The governor’s budget amendment proposal also includes $29.5 million for affordable housing and housing stability supports. The governor’s down payment plan would invest:
- $15 million to incentivize the development and renovation of affordable housing, targeted at assisting individuals with an income below 80% of area median income
- $12 million for a property acquisition grant program, which would provide for a grant program administered by Rhode Island Housing to finance the acquisition of properties for redevelopment as affordable and supportive housing
- $1.5 million for housing stability, dedicated to expanded housing navigation, stabilization, and mental health services for families and individuals experiencing homelessness
- $500,000 for the purpose of temporary contract staffing support at the Office of Housing and Community Development.

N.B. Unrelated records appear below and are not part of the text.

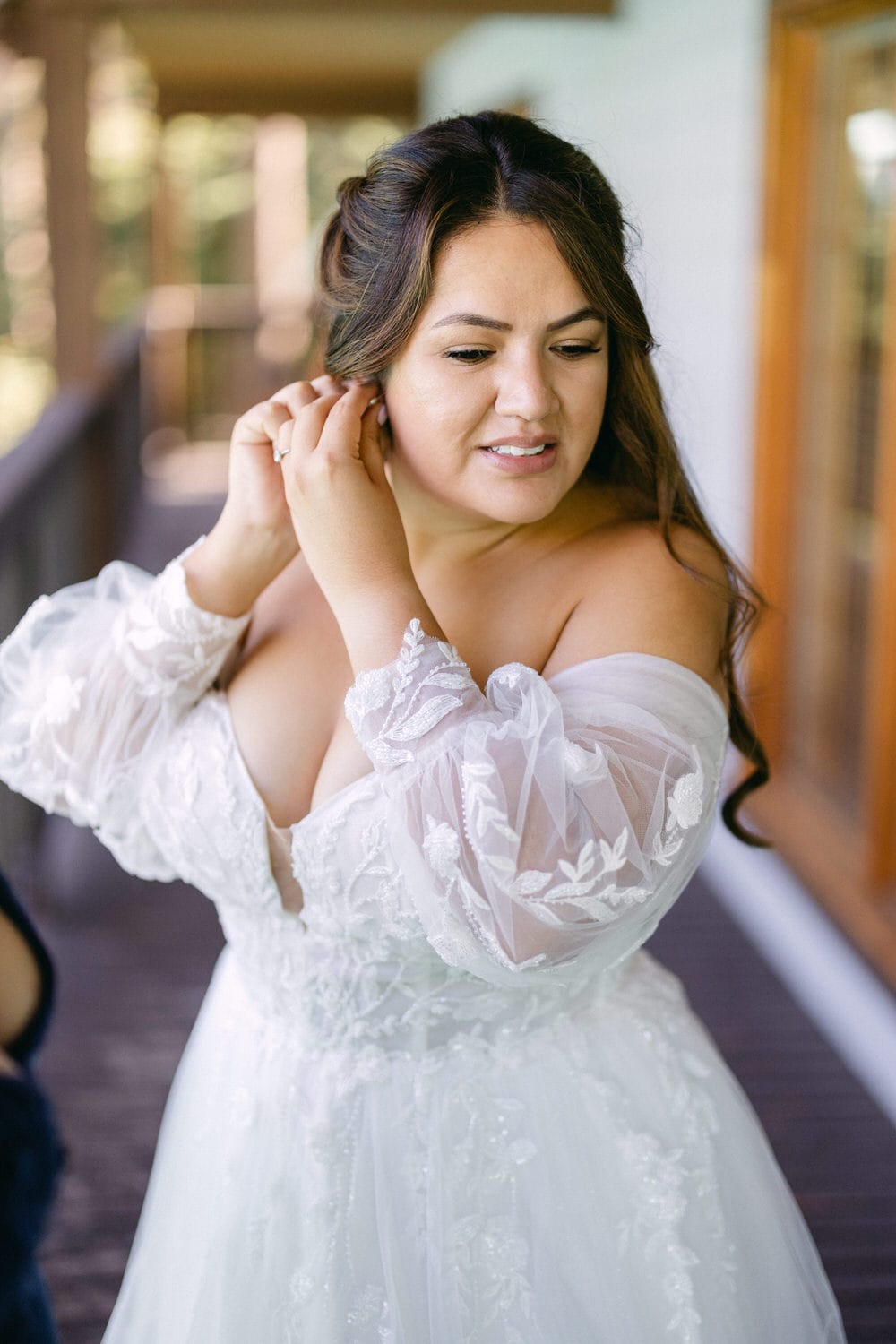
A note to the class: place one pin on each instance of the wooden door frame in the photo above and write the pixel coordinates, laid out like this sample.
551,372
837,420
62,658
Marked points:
855,876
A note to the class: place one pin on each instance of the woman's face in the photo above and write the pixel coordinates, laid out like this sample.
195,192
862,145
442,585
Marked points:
495,401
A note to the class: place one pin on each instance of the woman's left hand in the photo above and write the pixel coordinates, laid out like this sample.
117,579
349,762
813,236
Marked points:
343,508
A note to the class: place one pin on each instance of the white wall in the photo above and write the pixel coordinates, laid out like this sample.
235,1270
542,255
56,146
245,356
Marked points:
667,97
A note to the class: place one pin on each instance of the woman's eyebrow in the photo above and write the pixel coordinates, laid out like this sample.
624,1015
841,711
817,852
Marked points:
478,320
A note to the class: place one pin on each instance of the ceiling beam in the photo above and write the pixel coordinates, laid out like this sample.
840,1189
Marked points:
410,8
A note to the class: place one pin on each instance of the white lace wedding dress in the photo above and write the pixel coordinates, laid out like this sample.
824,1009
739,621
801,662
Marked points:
450,1102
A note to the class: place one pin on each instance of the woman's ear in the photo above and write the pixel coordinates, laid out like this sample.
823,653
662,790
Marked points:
386,429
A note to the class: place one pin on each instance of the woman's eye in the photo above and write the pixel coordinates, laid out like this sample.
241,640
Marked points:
468,357
576,351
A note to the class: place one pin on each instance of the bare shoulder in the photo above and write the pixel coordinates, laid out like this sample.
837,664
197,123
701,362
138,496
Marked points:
637,599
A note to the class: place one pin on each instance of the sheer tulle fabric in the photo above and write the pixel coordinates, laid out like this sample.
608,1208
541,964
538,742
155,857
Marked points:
449,1101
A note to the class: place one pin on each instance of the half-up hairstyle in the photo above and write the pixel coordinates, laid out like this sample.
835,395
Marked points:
376,263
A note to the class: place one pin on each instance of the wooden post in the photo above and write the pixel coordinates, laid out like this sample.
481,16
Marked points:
62,43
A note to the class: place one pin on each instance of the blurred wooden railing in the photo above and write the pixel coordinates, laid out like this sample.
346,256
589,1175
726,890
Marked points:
185,368
65,492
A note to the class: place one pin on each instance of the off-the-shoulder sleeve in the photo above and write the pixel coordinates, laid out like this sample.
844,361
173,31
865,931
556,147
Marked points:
541,824
94,682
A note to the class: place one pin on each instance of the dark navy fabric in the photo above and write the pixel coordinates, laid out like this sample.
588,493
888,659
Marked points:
30,1163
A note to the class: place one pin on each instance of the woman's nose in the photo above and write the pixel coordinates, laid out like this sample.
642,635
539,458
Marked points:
525,392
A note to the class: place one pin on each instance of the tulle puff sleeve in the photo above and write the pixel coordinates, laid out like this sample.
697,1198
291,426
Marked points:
543,824
94,680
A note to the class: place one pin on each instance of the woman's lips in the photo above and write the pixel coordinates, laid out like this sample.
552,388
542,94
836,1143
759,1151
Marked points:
530,465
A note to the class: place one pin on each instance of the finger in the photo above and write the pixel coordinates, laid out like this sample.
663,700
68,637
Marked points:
263,422
297,395
370,444
309,424
343,424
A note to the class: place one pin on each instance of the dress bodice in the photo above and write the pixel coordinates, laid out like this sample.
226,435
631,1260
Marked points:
506,854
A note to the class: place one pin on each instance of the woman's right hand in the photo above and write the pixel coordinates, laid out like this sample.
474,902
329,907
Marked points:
254,537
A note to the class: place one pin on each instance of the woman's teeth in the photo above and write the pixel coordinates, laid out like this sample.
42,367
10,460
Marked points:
517,452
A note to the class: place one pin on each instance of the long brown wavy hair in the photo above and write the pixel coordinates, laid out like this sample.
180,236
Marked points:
376,265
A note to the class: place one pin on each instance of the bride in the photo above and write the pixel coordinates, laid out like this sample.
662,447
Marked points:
437,715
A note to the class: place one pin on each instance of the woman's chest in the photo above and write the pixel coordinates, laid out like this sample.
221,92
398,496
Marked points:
287,698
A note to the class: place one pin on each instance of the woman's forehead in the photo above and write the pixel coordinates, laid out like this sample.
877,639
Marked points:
505,263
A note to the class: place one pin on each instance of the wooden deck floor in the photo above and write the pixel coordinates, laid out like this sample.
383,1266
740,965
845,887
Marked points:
134,962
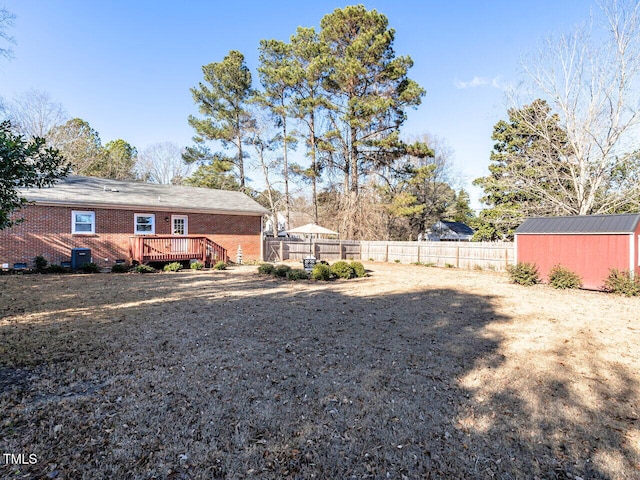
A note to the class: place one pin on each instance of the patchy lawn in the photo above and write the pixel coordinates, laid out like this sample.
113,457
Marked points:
414,372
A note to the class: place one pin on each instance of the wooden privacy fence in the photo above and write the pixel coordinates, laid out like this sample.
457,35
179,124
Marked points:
469,255
296,249
486,255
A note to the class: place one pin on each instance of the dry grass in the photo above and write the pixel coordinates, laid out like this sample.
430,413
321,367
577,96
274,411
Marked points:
414,372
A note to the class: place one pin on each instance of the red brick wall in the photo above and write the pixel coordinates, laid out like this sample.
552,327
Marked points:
46,231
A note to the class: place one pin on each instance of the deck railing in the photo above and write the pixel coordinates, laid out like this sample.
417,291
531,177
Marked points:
168,248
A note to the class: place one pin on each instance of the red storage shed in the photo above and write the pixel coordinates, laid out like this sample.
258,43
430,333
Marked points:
589,245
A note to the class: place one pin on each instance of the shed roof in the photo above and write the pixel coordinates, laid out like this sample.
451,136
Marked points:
92,191
581,224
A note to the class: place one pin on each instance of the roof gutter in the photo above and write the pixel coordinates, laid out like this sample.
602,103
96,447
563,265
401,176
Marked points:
160,208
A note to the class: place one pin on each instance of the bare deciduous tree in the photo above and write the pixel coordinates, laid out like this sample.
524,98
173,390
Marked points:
162,163
591,80
34,114
6,20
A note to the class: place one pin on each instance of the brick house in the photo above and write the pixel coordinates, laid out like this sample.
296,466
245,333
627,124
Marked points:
132,221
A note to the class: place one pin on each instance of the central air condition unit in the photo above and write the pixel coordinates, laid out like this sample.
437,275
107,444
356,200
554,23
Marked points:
80,256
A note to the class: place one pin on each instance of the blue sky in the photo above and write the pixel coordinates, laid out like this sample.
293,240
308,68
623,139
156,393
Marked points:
126,66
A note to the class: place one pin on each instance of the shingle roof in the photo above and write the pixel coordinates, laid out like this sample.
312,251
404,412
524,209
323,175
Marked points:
76,190
460,228
624,223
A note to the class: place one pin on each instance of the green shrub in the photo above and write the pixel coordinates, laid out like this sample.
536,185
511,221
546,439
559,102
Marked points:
342,269
172,267
358,269
523,273
622,283
144,269
561,277
297,274
41,263
266,269
53,268
120,268
90,267
321,272
281,270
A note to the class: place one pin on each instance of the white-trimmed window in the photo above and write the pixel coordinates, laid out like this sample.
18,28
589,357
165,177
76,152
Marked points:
83,222
144,224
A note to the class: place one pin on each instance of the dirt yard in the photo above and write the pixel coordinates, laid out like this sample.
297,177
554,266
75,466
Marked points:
411,373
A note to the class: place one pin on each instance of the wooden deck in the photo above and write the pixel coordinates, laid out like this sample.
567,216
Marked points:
171,248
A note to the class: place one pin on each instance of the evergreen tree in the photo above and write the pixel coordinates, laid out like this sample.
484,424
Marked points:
224,103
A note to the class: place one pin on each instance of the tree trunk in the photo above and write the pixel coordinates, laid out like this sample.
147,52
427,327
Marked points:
285,171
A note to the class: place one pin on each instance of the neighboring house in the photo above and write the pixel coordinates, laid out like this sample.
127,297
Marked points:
449,231
589,245
127,221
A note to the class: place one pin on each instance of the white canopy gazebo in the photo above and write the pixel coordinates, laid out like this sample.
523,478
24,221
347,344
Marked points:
311,229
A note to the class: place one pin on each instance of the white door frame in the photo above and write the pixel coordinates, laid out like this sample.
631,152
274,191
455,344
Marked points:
186,224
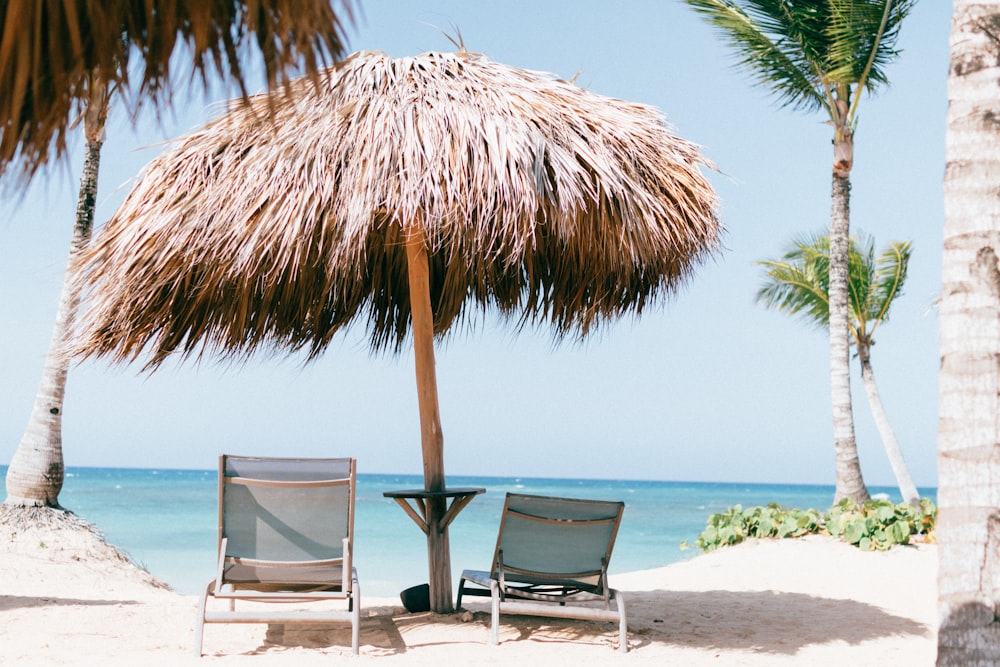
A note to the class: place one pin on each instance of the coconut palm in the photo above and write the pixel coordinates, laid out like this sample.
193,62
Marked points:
35,474
821,55
968,526
404,195
54,63
50,50
798,284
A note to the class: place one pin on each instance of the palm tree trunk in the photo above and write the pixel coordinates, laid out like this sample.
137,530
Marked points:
968,526
850,483
36,471
907,488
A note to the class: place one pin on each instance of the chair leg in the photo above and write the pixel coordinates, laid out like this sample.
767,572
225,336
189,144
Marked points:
355,614
199,630
495,613
622,624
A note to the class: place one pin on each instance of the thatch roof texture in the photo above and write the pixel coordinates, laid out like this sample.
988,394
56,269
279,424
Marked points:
49,49
281,222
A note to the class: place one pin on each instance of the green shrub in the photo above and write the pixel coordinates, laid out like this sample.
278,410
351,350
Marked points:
879,525
876,525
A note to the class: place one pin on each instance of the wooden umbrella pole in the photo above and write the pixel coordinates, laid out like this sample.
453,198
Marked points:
431,437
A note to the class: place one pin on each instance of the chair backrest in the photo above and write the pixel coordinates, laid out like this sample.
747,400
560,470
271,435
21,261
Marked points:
275,511
561,538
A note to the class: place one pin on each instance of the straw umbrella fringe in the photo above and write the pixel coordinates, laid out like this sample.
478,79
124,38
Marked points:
536,197
408,192
49,49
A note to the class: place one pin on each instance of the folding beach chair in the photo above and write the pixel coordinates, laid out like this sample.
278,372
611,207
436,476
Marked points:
551,559
286,534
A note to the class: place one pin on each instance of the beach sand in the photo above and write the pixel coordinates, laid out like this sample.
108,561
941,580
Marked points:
68,600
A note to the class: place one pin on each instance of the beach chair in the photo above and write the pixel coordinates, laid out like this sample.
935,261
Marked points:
286,534
551,559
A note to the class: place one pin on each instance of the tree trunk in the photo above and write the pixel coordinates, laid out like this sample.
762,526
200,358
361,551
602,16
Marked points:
968,526
907,488
850,483
35,475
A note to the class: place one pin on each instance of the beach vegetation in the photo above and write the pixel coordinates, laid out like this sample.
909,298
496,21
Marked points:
798,284
875,525
821,56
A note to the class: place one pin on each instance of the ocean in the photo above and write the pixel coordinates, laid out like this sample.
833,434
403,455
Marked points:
166,519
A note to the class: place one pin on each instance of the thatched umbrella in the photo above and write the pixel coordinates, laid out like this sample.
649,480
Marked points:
409,193
51,51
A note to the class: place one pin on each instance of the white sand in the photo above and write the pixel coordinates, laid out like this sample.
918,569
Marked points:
812,601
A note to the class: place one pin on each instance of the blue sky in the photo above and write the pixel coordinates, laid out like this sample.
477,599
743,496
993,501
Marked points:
710,386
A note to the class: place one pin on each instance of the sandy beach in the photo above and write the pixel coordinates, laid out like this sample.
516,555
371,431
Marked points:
67,600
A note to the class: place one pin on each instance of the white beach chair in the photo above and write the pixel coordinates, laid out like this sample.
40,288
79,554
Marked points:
286,534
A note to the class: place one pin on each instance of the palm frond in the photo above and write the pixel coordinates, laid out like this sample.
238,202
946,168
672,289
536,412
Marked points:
890,274
48,48
776,47
799,285
863,35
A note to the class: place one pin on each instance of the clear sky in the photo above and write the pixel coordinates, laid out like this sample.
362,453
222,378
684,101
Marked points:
708,387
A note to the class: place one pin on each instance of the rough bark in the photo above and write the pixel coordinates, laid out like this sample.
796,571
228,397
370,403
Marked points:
36,471
907,489
849,482
969,409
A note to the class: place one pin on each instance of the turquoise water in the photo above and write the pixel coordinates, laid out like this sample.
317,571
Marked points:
166,519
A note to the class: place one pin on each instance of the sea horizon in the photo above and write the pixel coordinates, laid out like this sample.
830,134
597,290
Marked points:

The governor’s proposal says these funds would provide for contract positions for an estimated six-month period focusing on areas like research and data, stakeholder engagement, and a dedicated program director for homelessness programs
- $500,000 for broadband coordination and planning. The money would allow the state to conduct mapping analysis, hire a broadband coordinator, and develop strategic planning to govern future investments.
VIDEO NOW: Gov. McKee, state officials take questions from reporters. (Story continues below.)
The supplemental budget needs approval from the R.I. General Assembly. Earlier Thursday, a joint statement was released from Ruggerio and Shekarchi, noting the House and Senate began hearings on how to spend federal ARPA funds two weeks ago.
“Our fiscal staffs will review the Governor’s proposal submitted today, followed by a vigorous public review by our finance committees,” the joint statement wrote. “This will include consideration of the merits of the expenditures, the urgency of the need, and anticipated recommendations from other groups who have been studying the best use of these funds.”
12 News obtained a copy of a letter the governor sent to Senate President Dominick Ruggerio and Speaker of the House K. Joseph Shekarchi, which notes how his administration has been holding conversations with community stakeholders about how to ensure long-term growth as well.
“In addition to housing, small business and childcare, we’ve discussed the need to invest federal funds and to address infrastructure, climate change, equity, public health, education and more,” McKee wrote. “We look forward to submitting an allocation plan for the remaining ARPA State Fiscal Recovery Funds in our FY 2023 budget in January.”